Davenport nodded, amused. Young Edward might be younger than Mrs Archer, but he was probably in his seventies. The two of them had run this place for as long as Davenport had known about it.

‘You haven’t been tempted to move out then?’ he asked.

‘Ship some of this stuff out to Wales or dump it down the Aldwych Tube tunnel with the other exhibits and artefacts and I’d be lucky ever to get it back. It’s safe enough down here. We had a bomb in Prints and Drawings last September. It got through four floors to the sub-basement, but still didn’t penetrate this far.’

‘Must have done some damage,’ Davenport guessed.

‘Didn’t go off. Four days later another bomb fell through the hole the first one made. What are the chances of that, do you suppose?’ Mrs Archer stood up, pushing the book she had been examining to one side. ‘Now, let’s find an atlas and you can show me where exactly in France you’ve been.’

He followed her over to a bookcase. After a glance, she moved on to another.

‘The trouble with this place is that’s it’s almost impossible to find anything that’s less than a few hundred years old.’

‘Does that include the staff?’ Davenport said.

That earned him a glance that was half amused, half resigned. But before she could comment, a telephone began to ring. Elizabeth Archer made her way back to her desk, uncovered the phone lurking beneath a pile of papers and answered it abruptly.

‘Yes.’ She listened for a moment, then said: ‘Yes, he is.’ She held the receiver out to Davenport.

He took the phone. He could guess who it was – there were not many people who knew this number. Even fewer could have known that he might be here.

After a brief conversation, he hung up.

‘You’re leaving?’ Elizabeth guessed.

‘Sorry. But I shall return to tell you all about my adventures and the mysterious crate.’

‘But first?’

‘But first, someone’s in trouble. And as usual, it’s up to me to get them out of it.’

The journey back from Bletchley was a nervous one.
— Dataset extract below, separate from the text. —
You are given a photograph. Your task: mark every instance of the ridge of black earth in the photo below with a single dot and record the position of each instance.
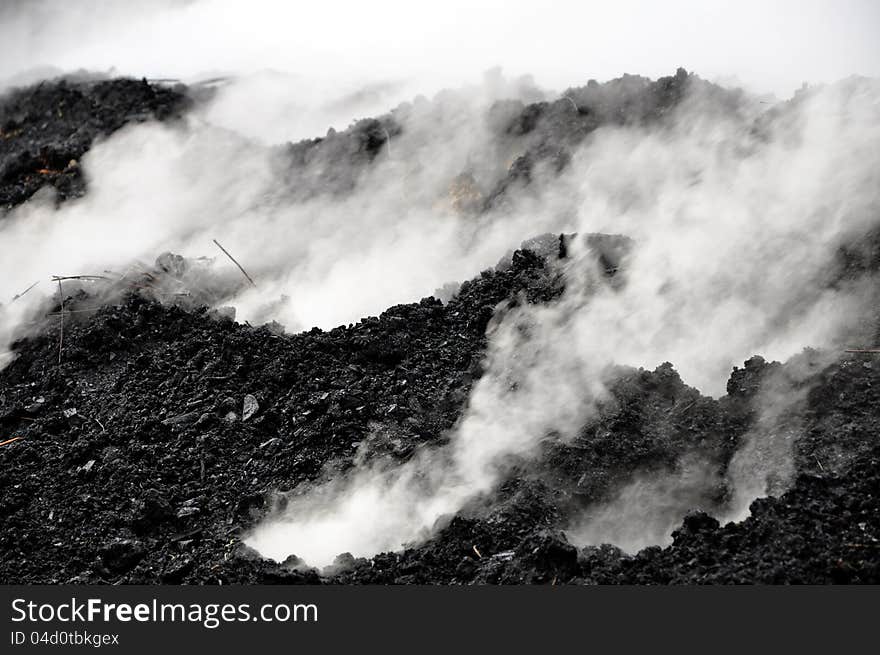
(46, 128)
(152, 479)
(155, 478)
Both Guy and Sarah were desperate to talk about what had happened, what – if anything – they had discovered. But before they got the chance, a man let himself into their compartment and settled on the seat beside Guy. He nodded a greeting, then unfolded a copy of
The Times
.

They sat in silence for most of the journey, exchanging only the blandest comments to pass the time. Several times Guy thought he saw the man with the paper staring at him or Sarah. He was probably being over-anxious, he thought. And of course, Sarah was well worth staring at.

He was relieved when the train finally pulled into Euston. The man with the paper waited politely for the two of them to leave before following. When they stepped down from the train to the platform, the man continued to follow closely behind as they made their way towards the main concourse.

‘Is he following us?’ Sarah hissed as they pulled ahead of the man.

‘It’s probably nothing,’ Guy replied quietly.

‘I thought he was staring at me,’ Sarah said.

‘Me too.’

Her mouth twitched into a half smile. ‘That’s all right. I don’t mind
you
staring.’

‘That’s not what I meant.’ He realised she was joking as soon as he’d said it. ‘Sorry.’

Sarah glanced back. Guy resisted the urge to look back too, but he could see the man reflected in the glass of a window as they crossed the main concourse.

‘Probably heading for the underground, like us,’ he said.

‘Or not,’ Sarah added as they approached the wide steps leading down.

Standing at the top, also holding a newspaper, was a man in a long nondescript raincoat. His hat shadowed his face, but Guy could see that his attention wasn’t on the paper so much as the people passing by. Did he imagine it, or was there a flash of recognition as he and Sarah approached?